Hauswald hat in seinen alten Fotos gewühlt, prägnante Beispiele für städtische Situationen und soziale Verhaltensweisen gesucht und nach der Wende an den Orten wieder fotografiert – ohne die geringste Inszenierung. Doch oft hatte sich die Stadt selber inszeniert, in Szene gesetzt.

Einige Beispiele.
Das Brandenburger Tor 1983 von der Ostseite betrachtet. Durch ein Geländer wurde jeder Spaziergänger auf weite Distanz in Abstand gehalten. Sehnsuchtsblicke mussten genügen. Niemandsland, Grenzerland. Der gleiche Blick 17 Jahre später – im Jahr 2000. Das Niemandsland ist zum elegant bebauten Pariser Platz geworden. Ein Bus fährt in Richtung des Tores, überall parkende Autos, die Mittelpromenade von einer naiven schwarz-weißen Bärenparade bis zum Brandenburger Tor hin besetzt.

1981 auf dem Alexanderplatz: ein allgegenwärtiger Volkspolizist lässt sich von einem jungen Langhaarigen den Personalausweis zeigen. Personenkontrolle. Irgendwie ziemlich ungemütlich, wenn auch eine Portion Trotz in der Haltung des Jungen ablesbar ist. Neun Jahre später 1990 im Sommer: Ein junger Kerl zeigt acht oder neun Polizisten mit Helm und Gesichtsschutz einen aggressiven Stinkefinger. Er wird zum Mittelpunkt der Szene. Die Polizisten wirken beinahe hilflos.

Hauswald ist nie spektakulär mit seinen Bildern, sucht keine "Locations", sondern streunt durch die Wirklichkeit, die für seinen aufmerksamen Blick so viel Realität bereithält.

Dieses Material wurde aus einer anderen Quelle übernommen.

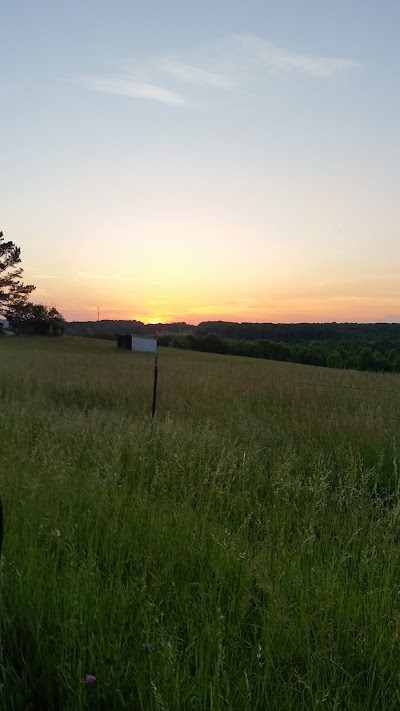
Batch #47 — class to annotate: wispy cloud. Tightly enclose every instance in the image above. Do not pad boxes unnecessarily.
[79,74,188,106]
[234,35,357,77]
[159,59,235,89]
[32,274,64,279]
[77,35,358,108]
[75,272,134,281]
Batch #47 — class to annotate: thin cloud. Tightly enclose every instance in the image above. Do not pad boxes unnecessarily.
[75,272,130,281]
[75,35,359,108]
[79,74,188,106]
[234,35,358,77]
[159,59,234,89]
[32,274,64,279]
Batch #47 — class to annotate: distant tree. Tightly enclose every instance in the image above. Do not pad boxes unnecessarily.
[326,351,343,368]
[357,346,375,370]
[0,232,35,314]
[7,302,65,336]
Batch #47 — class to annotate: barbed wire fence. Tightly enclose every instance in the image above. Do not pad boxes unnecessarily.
[148,358,400,434]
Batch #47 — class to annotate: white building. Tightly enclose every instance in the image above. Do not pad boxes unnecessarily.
[0,318,14,336]
[117,333,157,353]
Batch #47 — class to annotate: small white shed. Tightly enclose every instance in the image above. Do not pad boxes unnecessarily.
[117,333,157,353]
[0,318,14,336]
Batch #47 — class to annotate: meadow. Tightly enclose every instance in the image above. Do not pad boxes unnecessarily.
[0,337,400,711]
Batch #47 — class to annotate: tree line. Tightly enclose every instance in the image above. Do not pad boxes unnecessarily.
[0,232,65,335]
[158,333,400,373]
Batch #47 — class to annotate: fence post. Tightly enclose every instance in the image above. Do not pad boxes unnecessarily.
[0,499,3,555]
[151,356,158,420]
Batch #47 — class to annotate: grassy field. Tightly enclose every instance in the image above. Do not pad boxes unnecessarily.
[0,337,400,711]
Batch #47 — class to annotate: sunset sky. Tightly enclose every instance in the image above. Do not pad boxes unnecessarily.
[0,0,400,323]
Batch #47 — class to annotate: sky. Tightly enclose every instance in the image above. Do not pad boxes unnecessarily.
[0,0,400,323]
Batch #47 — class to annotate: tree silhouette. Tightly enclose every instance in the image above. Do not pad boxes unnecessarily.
[0,232,35,314]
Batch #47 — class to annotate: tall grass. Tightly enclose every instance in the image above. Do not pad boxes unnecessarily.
[0,338,400,711]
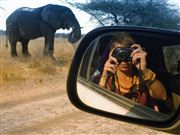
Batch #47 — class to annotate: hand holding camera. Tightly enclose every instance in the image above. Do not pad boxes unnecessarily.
[104,44,147,74]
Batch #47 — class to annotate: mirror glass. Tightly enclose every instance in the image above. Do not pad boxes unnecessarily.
[77,31,180,120]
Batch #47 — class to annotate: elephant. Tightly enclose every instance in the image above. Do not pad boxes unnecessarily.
[6,4,81,57]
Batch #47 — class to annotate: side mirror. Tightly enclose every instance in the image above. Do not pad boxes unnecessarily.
[67,26,180,132]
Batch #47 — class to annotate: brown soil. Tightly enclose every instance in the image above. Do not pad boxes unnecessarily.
[0,36,171,135]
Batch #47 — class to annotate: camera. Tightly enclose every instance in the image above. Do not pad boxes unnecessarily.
[112,47,135,63]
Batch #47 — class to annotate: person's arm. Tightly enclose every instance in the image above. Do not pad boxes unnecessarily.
[99,72,108,88]
[142,69,167,100]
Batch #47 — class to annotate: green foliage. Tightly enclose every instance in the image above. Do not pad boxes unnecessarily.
[65,0,180,30]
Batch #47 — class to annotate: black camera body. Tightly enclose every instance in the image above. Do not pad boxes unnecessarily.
[112,47,135,63]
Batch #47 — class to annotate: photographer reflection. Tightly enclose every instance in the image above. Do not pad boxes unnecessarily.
[99,33,174,114]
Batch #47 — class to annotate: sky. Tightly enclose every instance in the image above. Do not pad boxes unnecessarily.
[0,0,95,33]
[0,0,180,33]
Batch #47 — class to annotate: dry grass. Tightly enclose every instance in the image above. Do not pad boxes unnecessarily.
[0,36,74,82]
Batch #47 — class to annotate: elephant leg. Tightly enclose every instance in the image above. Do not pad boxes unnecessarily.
[41,23,55,57]
[21,40,31,56]
[10,42,18,57]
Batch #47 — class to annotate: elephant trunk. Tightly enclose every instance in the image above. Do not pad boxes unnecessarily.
[68,22,81,43]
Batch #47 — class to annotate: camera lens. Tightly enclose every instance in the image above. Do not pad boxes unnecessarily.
[112,48,134,63]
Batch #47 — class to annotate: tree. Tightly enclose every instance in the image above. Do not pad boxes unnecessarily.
[66,0,180,30]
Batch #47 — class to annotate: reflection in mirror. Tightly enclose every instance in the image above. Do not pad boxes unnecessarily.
[77,32,180,120]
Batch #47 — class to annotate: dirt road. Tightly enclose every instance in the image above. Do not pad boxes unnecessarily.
[0,73,172,135]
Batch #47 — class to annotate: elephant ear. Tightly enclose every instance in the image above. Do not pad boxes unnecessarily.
[41,6,60,29]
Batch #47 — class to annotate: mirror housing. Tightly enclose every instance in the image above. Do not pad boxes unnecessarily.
[66,26,180,133]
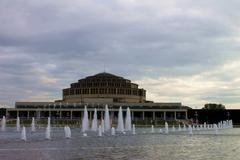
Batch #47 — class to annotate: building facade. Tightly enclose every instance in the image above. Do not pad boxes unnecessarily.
[6,73,189,122]
[62,72,146,103]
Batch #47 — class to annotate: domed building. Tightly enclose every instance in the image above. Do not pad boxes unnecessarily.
[62,72,146,103]
[4,72,188,120]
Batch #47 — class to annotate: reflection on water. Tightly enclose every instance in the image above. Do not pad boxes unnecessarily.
[0,128,240,160]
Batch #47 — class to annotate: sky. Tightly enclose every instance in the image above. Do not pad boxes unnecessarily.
[0,0,240,108]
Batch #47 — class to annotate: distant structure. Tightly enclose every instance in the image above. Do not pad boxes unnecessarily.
[5,72,189,123]
[60,72,146,103]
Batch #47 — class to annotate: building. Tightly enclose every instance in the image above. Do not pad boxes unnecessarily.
[6,72,188,121]
[62,72,146,103]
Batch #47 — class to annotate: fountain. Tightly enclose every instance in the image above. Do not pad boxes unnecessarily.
[101,119,105,133]
[183,124,187,131]
[16,117,20,132]
[104,104,110,131]
[111,127,115,136]
[98,125,102,137]
[188,125,193,135]
[165,122,168,134]
[151,125,155,133]
[159,128,163,133]
[125,107,132,131]
[64,126,72,138]
[45,117,51,140]
[21,126,27,141]
[82,106,89,132]
[117,107,124,132]
[31,117,36,132]
[172,125,175,132]
[132,124,136,134]
[203,122,207,130]
[91,108,97,132]
[178,124,182,132]
[213,124,218,135]
[1,116,6,131]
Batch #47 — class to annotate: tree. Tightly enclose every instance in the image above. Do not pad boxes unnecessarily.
[202,103,226,110]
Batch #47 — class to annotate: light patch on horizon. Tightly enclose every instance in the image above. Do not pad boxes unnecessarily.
[136,60,240,108]
[0,0,240,108]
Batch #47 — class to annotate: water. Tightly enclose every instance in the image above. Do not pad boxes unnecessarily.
[16,117,20,132]
[21,126,27,141]
[82,106,89,132]
[98,125,102,137]
[165,122,168,134]
[101,119,105,133]
[45,117,51,140]
[64,126,72,138]
[104,104,110,131]
[31,117,36,132]
[151,125,155,133]
[117,107,124,132]
[213,124,218,135]
[1,116,6,131]
[178,124,182,132]
[91,108,97,131]
[0,127,240,160]
[132,124,136,135]
[111,127,116,136]
[125,107,132,131]
[188,125,193,135]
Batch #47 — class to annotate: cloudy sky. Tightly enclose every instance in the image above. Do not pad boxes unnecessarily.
[0,0,240,108]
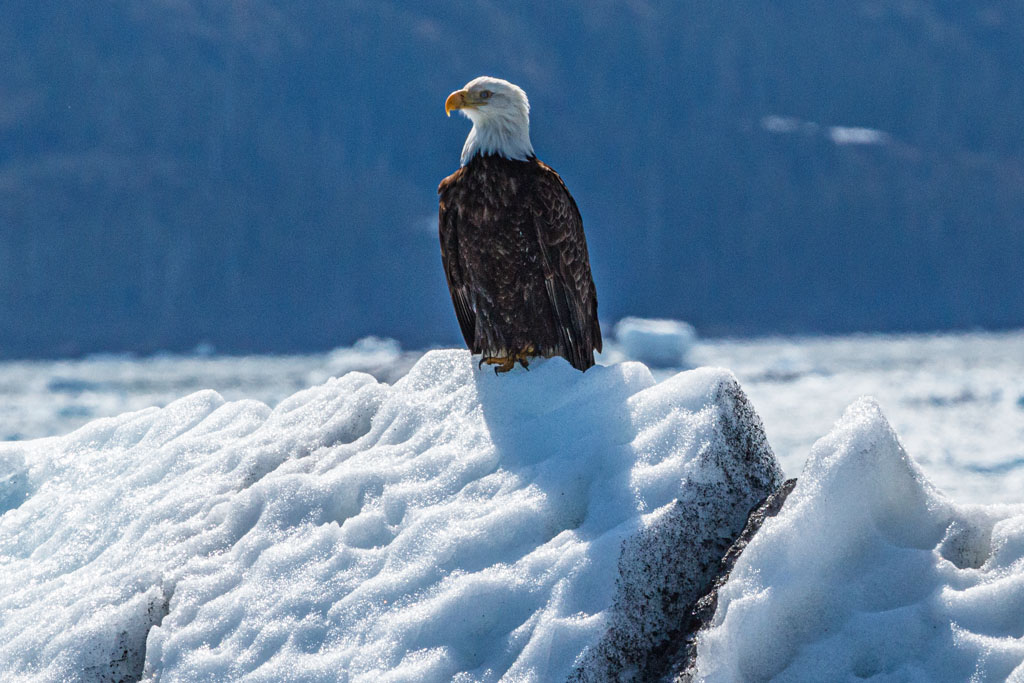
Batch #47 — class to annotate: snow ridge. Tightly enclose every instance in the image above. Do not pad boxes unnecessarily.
[0,351,780,681]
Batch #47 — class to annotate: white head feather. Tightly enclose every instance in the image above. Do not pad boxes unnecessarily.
[445,76,534,166]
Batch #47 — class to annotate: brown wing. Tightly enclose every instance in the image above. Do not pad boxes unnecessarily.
[534,162,602,370]
[437,174,480,353]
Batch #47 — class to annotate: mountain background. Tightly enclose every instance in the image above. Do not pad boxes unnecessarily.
[0,0,1024,357]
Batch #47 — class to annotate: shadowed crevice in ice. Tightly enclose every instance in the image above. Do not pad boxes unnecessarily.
[569,370,782,682]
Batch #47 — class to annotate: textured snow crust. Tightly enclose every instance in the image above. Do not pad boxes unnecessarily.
[0,351,780,681]
[695,399,1024,682]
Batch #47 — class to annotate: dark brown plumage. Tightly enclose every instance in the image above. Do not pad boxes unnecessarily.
[437,154,601,370]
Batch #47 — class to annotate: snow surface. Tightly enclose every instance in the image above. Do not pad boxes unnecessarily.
[0,351,780,681]
[696,399,1024,682]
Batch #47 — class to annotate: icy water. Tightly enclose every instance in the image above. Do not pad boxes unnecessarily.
[0,332,1024,503]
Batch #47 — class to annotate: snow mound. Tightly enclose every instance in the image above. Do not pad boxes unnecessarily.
[0,351,781,681]
[614,317,697,368]
[695,399,1024,681]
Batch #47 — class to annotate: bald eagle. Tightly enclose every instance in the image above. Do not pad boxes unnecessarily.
[437,76,601,373]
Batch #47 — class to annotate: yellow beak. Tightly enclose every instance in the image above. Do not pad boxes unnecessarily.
[444,89,472,116]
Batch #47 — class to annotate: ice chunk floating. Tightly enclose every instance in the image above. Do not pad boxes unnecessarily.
[690,399,1024,682]
[0,351,778,681]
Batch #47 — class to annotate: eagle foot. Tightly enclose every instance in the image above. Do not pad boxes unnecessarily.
[476,346,536,375]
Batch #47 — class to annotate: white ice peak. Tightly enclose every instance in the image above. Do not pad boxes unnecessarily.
[460,76,534,166]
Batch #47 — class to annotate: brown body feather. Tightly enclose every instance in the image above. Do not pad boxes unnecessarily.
[437,155,601,370]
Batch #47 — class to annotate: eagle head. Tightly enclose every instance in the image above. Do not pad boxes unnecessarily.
[444,76,534,166]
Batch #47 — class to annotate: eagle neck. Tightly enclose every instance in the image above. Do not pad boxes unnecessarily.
[462,116,534,166]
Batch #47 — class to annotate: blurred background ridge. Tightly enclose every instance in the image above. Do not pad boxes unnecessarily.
[0,0,1024,357]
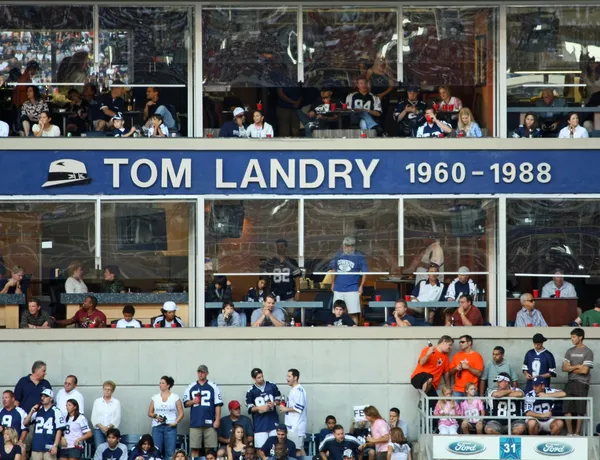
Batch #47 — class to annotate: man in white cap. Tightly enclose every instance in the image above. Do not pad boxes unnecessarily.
[24,388,65,460]
[446,266,477,302]
[219,107,248,137]
[542,268,577,299]
[329,236,369,324]
[152,300,185,327]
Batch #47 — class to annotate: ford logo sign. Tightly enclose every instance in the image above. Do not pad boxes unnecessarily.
[535,442,575,457]
[446,441,485,455]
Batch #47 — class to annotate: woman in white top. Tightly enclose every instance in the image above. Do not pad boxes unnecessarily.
[31,110,60,137]
[558,112,590,139]
[148,375,183,460]
[92,380,121,446]
[60,399,92,460]
[246,110,273,137]
[65,262,89,294]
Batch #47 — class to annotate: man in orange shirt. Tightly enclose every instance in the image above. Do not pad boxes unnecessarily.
[450,335,484,396]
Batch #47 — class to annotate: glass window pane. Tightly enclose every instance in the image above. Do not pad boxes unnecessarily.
[404,199,497,325]
[403,7,497,136]
[0,201,96,327]
[507,6,600,137]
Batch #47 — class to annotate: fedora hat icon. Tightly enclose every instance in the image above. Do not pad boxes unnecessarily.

Hauswald ist mit dem Titel des Buches nicht ganz glücklich. Das lässt er die Leser ganz am Ende wissen. Ich kann ihm da nur beipflichten. Gewendet? Wer, was wohin? In der armen Zeit nach dem Krieg trug man oft aus purer Not gewendete Sachen. Sie waren genauso verschlissen wie vorher – nur sah man es nicht so genau. Für Hauwald war die zitierte Wende die Maueröffnung und seit dem konnte er weiter sehen und findet das bis heute lohnenswert. Die Genauigkeit hat sein Blick jedoch trotz der möglichen Fernsicht nicht eingebüßt.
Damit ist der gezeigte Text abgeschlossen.